Dalam perjalanan organisasi maupun pekerjaan, saya berksempatan bertemu dengan cukup banyak pejabat pemerintahan. But I can tell, this man is different. Sosok Pak Jokowi benar-benar memberikan harapan dan angin segar untuk masa depan Indonesia. Gak heran di pilkada terakhir kemaren, pak Jokowi menang 91 persen! Ia benar2 dicintai warganya. Kampanyenya nyaris tanpa modal, spanduk dan baliho aja bisa diitung pake jari:p
Penampilannya dari luar, jujur aja, tidak meyakinkan, hehe. Dia selalu tampil sederhana, tidak suka menonjolkan diri. The true leader, memang harus dilihat dari karakter.
Kelak, ketika anak-anak muda semakin banyak yang berkiprah di politik, semoga bisa meneladani sosok seperti beliau. Menjadi pemimpin yang berkarakter, berintegritas, tidak sarat kepentingan, menghindari politik transaksional, dan bekerja keras dengan tulus untuk kepentingan warganya. Ternyata bisa kok terjun ke politik dan bermain bersih seperti itu. Pak Jokowi juga punya satu karakter yang menurut saya sangat menentukan keberhasilannya: prinsip “get things done”. Ia tidak berhenti pada konsep, tapi memimpin dan bekerja keras hingga eksekusinya berlangsung dengan sempurna. Pembenahan yang ia lakukan tidak adhoc, tapi sistemik. Ia punya kemampuan khusus mengidentifikasi akar masalah dan bottleneck yang ada, sehingga penguraian benang kusut bisa berlangsung lebih cepat. Above all, ia melakukan itu semua dengan sangat humanistik, mengedepankan prinsip2 kemanusiaan.

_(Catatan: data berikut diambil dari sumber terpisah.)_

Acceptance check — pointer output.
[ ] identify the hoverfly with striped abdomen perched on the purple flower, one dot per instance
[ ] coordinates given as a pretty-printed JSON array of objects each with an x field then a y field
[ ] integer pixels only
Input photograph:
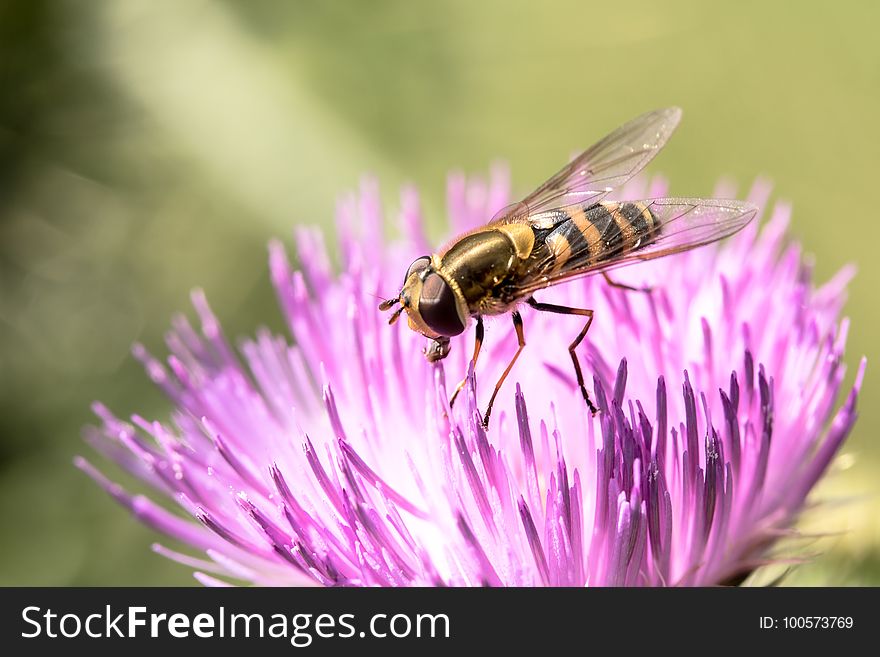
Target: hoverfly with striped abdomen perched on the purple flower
[{"x": 562, "y": 230}]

Pak Jokowi juga bercerita bahwa salah satu strategi pemerintahannya yg terpenting adalah membangun trust. Trust harus diraih. Trust bisa dibangun dengan dialog, memenuhi janji, dan menunjukkan bukti nyata. Setelah trust diperoleh, jalan akan semakin mudah. Begitulah cara dia menertibkan PKL yang sudah puluhan tahun mendominasi tata kota Solo. Ia jg adalah tipe orang yang mengutamakan substansi dan tidak terlalu peduli dengan kemasan apalagi pencitraan. Itulah yang membuat ia tampil beda, selalu bisa membuat terobosan.
Saya menyudahi dialog sore itu dengan kesan yang sangat mendalam. Sisa waktu traveling kami sempatkan mengunjungi “legacy” pak Jokowi di seantero kota Solo. Kami mengunjungi Taman Kota Balekambang di sebelah utara GOR Sriwedari, yang tampak seperti Central Park di New York dalam skala kecil:p. Tempat ini dulu penuh dengan gelandangan dan PSK, tapi sekarang jadi arena ruang publik bagi semua warga. Kami beli suvenir di Kampung Batik Kauman, yang gang-gangnya mengingatkan pada labirin di kota Roma menuju Trevi Fountain (ini lebay sih haha). Kami menikmati pedestrian di jl. slamet riyadi, menyaksikan bis trans-solo (sayang gak sempet naek). Kami nongkrong di Ngarsodipuro, pasar malam salah satu tempat Jokowi menampung PKL. Tempat ini juga jadi tempat ruang publik bagi warga. Ada remaja-remaja anggota komunitas breakdance yang lagi latihan, dll. Senang ngeliatnya. Warga kota jadi punya ruang publik selain Mal. Sangat sehat untuk perkembangan jiwa.
Semoga lebih banyak lagi ada sosok-sosok yang berkpribadian mandiri dan berjiwa merdeka seperti Jokowi di Republik ini.